E os alunos...???Em primeiro lugar com a idade bem mais avançada do que é costume, com outra motivação, mas também bem mais difíceis de conquistar. As suas histórias de vida são de certeza diferentes dos meninos do 7º ano mas mais importante, as suas perspectivas e expectativas são muito mais conscientes e responsáveis. Quando terminou a substituição, percebi que aqueles alunos poderiam ser meus amigos com quem eu trocava ideias numa mesa de café ou numa outra situação informal. Que aqueles discentes teriam tanto ou mais a ensinar e a partilhar comigo. Por essa razão denominei a experiência de enriquecedora.

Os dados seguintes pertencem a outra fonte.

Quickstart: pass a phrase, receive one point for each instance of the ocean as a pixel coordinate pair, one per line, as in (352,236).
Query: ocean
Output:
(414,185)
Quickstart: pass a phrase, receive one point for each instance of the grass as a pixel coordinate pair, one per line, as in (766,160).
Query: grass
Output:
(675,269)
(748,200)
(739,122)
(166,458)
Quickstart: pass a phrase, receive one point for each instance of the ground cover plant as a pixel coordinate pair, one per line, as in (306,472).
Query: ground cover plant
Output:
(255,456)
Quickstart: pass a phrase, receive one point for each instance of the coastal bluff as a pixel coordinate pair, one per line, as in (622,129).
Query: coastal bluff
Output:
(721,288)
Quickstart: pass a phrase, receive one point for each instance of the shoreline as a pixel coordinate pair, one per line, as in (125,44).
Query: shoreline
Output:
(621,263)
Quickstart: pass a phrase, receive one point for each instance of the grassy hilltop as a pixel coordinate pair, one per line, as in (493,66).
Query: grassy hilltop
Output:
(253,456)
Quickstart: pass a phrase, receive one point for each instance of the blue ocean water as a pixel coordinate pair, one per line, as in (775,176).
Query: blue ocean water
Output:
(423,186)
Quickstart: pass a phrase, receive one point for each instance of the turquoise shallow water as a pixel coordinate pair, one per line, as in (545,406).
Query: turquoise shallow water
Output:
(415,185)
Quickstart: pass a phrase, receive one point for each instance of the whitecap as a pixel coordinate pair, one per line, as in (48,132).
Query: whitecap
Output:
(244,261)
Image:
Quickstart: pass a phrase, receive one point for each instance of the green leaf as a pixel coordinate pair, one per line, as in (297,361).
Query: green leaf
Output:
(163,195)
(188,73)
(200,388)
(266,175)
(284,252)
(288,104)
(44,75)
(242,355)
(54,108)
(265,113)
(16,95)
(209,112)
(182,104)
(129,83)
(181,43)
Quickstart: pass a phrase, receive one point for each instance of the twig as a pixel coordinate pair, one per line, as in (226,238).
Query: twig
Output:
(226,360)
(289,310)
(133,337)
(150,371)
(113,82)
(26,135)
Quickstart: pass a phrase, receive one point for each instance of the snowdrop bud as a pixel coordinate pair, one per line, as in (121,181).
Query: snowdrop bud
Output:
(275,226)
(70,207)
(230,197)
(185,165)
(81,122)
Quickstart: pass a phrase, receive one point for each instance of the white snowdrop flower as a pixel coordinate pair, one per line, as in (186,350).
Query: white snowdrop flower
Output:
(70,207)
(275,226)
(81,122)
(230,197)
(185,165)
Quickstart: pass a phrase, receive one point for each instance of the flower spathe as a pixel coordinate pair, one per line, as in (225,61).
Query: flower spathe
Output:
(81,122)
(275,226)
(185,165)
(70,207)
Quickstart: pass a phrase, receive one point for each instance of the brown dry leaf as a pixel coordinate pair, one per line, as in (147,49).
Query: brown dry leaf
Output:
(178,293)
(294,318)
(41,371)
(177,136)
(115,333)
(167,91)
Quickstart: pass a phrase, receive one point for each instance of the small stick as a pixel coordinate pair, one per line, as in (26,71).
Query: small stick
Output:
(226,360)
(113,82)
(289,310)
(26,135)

O meu maior problema desta experiência prendeu-se com o trabalho e a responsabilidade de preparar aulas para o 12º ano. Encaro o meu trabalho com muita seriedade o que implica um trabalho cuidado de preparação das matérias a leccionar. Quando à preparação das aulas de três diferentes níveis de escolaridade se junta o estudo de uma Pós-graduação...as consequências pessoais não são muito positivas. Por sentir que não ia aguentar muito tempo a este ritmo, já recusei um novo horário numa outra escola secundária. Era incapaz de estar a trabalhar e impossibilitada de dar o meu melhor...Daí a escolha.